Nangayi Guyson, AfricaNews reporter in Kampala, Uganda
US President Barack Obama warned Africans that terrorist groups like al-Qaeda saw their "innocent" lives as cheap, in a personal challenge to extremists on the continent after the Uganda bombings. Obama was reacting to recent two bomb attacks in Uganda killing 76 people while watching the World Cup.

A US official meanwhile branded al-Qaeda, linked to the Somalia-based al-shabab group which claimed responsibilities for the attacks, as "racist", as the United States cranked up its diplomatic response to increasingly active extremists in Africa.
Obama, leveraging his African heritage and popularity on the continent, took direct aim at Al-Shabaab and al-Qaeda after attacks on crowds in Kampala glued to the World Cup final on Sunday killed at least 76 people.
"What you’ve seen in some of the statements that have been made by these terrorist organizations is that they do not regard African life as valuable in and of itself," Obama told the South African Broadcasting Corporation (SABC).

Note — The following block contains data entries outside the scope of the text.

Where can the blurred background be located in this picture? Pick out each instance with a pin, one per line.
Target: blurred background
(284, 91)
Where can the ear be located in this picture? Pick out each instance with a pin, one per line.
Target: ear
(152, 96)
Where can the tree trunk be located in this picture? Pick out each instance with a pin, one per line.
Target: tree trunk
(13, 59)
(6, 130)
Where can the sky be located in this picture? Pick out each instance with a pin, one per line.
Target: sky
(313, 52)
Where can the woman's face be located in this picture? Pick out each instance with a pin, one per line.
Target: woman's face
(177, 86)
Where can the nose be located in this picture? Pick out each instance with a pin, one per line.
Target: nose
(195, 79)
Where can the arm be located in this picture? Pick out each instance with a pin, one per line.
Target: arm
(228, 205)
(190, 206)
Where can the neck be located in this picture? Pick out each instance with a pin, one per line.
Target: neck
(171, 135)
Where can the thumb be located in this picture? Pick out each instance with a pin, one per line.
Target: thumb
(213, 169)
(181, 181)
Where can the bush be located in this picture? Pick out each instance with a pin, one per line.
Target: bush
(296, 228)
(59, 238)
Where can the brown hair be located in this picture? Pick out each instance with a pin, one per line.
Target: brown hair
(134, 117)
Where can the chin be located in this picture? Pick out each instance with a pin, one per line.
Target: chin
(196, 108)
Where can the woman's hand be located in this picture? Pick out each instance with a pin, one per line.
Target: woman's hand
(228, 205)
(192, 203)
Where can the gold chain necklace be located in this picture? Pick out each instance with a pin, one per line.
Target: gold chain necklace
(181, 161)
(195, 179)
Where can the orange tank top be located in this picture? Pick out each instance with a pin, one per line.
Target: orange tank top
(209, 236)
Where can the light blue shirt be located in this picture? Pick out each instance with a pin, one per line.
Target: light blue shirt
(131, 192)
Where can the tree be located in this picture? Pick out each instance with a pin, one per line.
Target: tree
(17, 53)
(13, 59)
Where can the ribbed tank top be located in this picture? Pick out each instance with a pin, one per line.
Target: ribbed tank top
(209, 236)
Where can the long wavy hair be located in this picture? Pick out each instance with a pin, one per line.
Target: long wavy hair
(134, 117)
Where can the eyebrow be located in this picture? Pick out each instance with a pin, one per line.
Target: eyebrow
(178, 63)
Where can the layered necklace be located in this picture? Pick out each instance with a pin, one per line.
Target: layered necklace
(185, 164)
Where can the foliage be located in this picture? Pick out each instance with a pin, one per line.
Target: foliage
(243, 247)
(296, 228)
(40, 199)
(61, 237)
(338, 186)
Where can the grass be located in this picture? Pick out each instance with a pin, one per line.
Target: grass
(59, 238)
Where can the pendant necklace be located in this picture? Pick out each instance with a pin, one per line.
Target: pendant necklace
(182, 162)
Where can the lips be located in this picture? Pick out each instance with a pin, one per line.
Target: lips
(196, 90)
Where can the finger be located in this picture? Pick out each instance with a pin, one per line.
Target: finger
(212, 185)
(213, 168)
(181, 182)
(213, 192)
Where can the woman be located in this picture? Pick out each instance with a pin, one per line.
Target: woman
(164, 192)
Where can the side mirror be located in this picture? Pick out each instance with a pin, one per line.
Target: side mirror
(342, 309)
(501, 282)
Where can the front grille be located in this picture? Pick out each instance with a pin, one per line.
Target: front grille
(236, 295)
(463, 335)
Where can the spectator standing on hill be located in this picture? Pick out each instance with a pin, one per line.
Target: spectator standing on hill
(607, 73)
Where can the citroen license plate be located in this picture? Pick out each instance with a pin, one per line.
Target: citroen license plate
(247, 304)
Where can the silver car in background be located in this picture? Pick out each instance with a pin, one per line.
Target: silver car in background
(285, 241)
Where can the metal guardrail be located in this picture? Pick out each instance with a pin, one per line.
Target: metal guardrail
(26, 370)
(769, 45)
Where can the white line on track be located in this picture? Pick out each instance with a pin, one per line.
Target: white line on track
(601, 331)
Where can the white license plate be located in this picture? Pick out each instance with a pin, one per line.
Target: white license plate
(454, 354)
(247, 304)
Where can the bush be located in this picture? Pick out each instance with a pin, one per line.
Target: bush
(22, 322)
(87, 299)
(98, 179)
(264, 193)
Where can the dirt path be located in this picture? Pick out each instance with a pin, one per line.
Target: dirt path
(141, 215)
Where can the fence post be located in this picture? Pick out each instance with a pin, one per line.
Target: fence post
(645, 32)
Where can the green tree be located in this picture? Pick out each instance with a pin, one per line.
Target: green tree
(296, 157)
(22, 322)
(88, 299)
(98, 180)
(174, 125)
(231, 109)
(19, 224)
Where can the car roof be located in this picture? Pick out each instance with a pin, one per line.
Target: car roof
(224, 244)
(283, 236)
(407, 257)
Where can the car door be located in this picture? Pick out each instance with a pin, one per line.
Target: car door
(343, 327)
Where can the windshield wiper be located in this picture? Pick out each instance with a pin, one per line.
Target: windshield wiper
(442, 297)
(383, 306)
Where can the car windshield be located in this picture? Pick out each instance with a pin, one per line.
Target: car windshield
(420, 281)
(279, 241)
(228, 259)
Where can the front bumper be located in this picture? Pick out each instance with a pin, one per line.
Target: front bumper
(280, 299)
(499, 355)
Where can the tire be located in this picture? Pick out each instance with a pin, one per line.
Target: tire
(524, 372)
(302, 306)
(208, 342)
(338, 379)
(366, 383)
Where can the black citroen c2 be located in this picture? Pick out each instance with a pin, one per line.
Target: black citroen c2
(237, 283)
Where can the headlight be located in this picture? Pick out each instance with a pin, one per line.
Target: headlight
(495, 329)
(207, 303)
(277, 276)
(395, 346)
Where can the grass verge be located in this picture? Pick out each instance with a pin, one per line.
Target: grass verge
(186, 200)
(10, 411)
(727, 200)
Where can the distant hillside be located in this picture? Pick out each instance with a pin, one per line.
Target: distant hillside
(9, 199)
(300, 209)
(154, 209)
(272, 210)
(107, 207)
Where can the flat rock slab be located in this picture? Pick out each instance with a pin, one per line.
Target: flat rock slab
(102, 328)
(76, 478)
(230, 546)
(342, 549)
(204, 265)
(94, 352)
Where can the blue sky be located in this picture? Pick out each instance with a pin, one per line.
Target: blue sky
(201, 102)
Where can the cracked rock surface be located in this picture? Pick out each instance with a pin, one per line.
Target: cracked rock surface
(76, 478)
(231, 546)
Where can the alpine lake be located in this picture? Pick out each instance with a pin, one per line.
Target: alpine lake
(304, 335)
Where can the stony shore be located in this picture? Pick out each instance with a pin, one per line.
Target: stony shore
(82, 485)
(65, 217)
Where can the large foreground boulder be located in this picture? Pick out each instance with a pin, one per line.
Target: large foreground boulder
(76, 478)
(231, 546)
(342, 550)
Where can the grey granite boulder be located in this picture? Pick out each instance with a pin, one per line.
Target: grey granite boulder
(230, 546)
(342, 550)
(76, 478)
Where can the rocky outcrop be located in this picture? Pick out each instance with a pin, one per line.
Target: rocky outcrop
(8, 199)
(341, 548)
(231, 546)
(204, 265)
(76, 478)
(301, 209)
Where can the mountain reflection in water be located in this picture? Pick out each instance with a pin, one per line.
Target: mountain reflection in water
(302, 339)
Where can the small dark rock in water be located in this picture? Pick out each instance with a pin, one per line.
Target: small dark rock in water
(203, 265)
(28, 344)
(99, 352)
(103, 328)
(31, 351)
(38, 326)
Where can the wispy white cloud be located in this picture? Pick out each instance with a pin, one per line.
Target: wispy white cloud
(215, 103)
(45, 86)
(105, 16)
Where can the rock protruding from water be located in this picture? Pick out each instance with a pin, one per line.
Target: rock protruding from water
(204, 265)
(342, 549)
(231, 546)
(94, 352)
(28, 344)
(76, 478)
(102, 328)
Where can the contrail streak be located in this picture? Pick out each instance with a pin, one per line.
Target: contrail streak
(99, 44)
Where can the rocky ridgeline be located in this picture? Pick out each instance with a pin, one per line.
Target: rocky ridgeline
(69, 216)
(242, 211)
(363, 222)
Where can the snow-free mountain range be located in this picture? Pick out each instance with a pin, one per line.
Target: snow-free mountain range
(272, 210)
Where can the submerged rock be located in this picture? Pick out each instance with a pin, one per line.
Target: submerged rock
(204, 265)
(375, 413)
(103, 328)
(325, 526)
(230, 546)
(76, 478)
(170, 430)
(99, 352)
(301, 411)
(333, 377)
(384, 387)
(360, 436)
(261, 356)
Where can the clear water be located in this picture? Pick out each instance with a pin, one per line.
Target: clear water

"They see it as a potential place where you can carry out ideological battles that kill innocents without regard to long-term consequences for their short-term tactical gains," he said in the interview broadcast on Wednesday.
Obama's intervention marked the first, direct comments by the president, whose father was Kenyan, on the Kampala bombings.
A senior American official made clear Obama was taking a direct swipe at the ideology and motives of al-Qaeda affiliates on the continent, which US intelligence agencies say are the extremist group's most active franchises.